In [2]:
from tensorflow.keras.optimizers import Optimizer
import tensorflow as tf

In [11]:
print(tf.__version__)

2.1.0


In [126]:
class AccumOptimizer(Optimizer):
    """
    tf api 实现原作者梯度累计
    继承Optimizer类，包装原有优化器，实现梯度累积。
    # 参数
        optimizer：优化器实例，支持目前所有的keras优化器；
        steps_per_update：累积的步数。
    # 返回
        一个新的keras优化器
    """
    #需要name属性
    def __init__(self,optimizer,steps_per_update=1,**kwargs):
        self.name=kwargs['name']
        super(AccumOptimizer,self).__init__(**kwargs)
        self.optimizer=optimizer
        with tf.name_scope(self.__class__.__name__):
            self.steps_per_update=steps_per_update
            self.iterations=tf.Variable(0,dtype='int64',name='iterations')
            self.cond=tf.equal(self.iterations%self.steps_per_update,0)
            self.lr=self.optimizer.lr
            self.optimizer.lr=tf.cond(self.cond,lambda:self.optimizer.lr.value(), lambda:0.)
            for attr in ['momentum', 'rho', 'beta_1', 'beta_2']:
                if hasattr(self.optimizer,attr):
                    #保存操作
                    value=getattr(self.optimizer,attr)
                    setattr(self, attr, value)
                    setattr(self.optimizer, attr, tf.cond(self.cond, lambda:value.value(), lambda:1 - 1e-7))
            for attr in self.optimizer.get_config():
                print(attr)
                if not hasattr(self, attr):
                    value = getattr(self.optimizer, attr)
                    setattr(self, attr, value)
            #必加属性 debug起来好难鸭
            self._create_slots=self.optimizer._create_slots
            self._resource_apply_dense=self.optimizer._resource_apply_dense
            # 覆盖原有的获取梯度方法，指向累积梯度
            
            def get_gradients(loss,params):
                return [ag / self.steps_per_update for ag in self.accum_grads]
            self.optimizer.get_gradients = get_gradients
    def get_updates(self,loss,params):
        self.iterations=tf.add(self.iterations, 1)
        self.optimizer.iterations=tf.add(self.optimizer.iterations, tf.cast(self.cond, 'int64'))
        self.updates=[
            self.iterations,
            self.optimizer.iterations
        ]
        # 累积梯度 (gradient accumulation)
        self.accum_grads = [tf.zeros(p.shape,dtype=p.dtype) for p in params]
        grads = self.get_gradients(loss, params)
                                     
        for g, ag in zip(grads, self.accum_grads):
            self.updates.append(ag=tf.cond(self.cond,lambda:g,lambda:ag+g))
        
        # 继承optimizer的更新 (inheriting updates of original optimizer)
        self.updates.extend(self.optimizer.get_updates(loss, params)[1:])
        self.weights.extend(self.optimizer.weights)
        return self.updates     
    
    def get_config(self):
        iterations = self.iterations.numpy()
        self.iterations=0
        config = self.optimizer.get_config()
        self.iterations=iterations
        return config

In [None]:
c.optimizer._resource_apply_dense

In [65]:

from tensorflow.keras.datasets import mnist
from tensorflow.keras.models import Sequential
from tensorflow.keras.layers import Dense, Dropout
from tensorflow.keras.optimizers import Adam

In [130]:
batch_size = 128
num_classes = 10
epochs = 1

# the data, split between train and test sets
(x_train, y_train), (x_test, y_test) = mnist.load_data()

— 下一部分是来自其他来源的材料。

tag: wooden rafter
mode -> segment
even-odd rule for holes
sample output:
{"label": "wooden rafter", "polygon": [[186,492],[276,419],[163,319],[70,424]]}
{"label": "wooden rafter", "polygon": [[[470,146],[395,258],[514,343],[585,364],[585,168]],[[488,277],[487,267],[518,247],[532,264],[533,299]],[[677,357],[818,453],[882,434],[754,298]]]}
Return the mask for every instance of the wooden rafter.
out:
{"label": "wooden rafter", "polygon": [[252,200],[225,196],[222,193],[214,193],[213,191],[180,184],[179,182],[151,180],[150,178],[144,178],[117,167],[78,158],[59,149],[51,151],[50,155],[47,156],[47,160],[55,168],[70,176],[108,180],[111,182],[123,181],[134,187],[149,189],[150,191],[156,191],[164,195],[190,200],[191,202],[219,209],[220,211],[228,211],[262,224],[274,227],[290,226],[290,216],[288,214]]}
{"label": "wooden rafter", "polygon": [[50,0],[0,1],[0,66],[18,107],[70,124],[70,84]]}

x_train = x_train.reshape(60000, 784)
x_test = x_test.reshape(10000, 784)
x_train = x_train.astype('float32')
x_test = x_test.astype('float32')
x_train /= 255
x_test /= 255
print(x_train.shape[0], 'train samples')
print(x_test.shape[0], 'test samples')

# convert class vectors to binary class matrices
y_train = keras.utils.to_categorical(y_train, num_classes)
y_test = keras.utils.to_categorical(y_test, num_classes)

model = Sequential()
model.add(Dense(512, activation='relu', input_shape=(784,)))
model.add(Dropout(0.2))
model.add(Dense(512, activation='relu'))
model.add(Dropout(0.2))
model.add(Dense(num_classes, activation='softmax'))

model.summary()

model.compile(loss='categorical_crossentropy',
              optimizer=AccumOptimizer(Adam(), steps_per_update=100,name="ag_adam"), # equals batch_size=100
              #optimizer=Adam(),
              #optimizer=b,
              metrics=['accuracy'])

history = model.fit(x_train, y_train,
                    batch_size=1,
                    epochs=epochs,
                    verbose=1,
                    validation_data=(x_test, y_test))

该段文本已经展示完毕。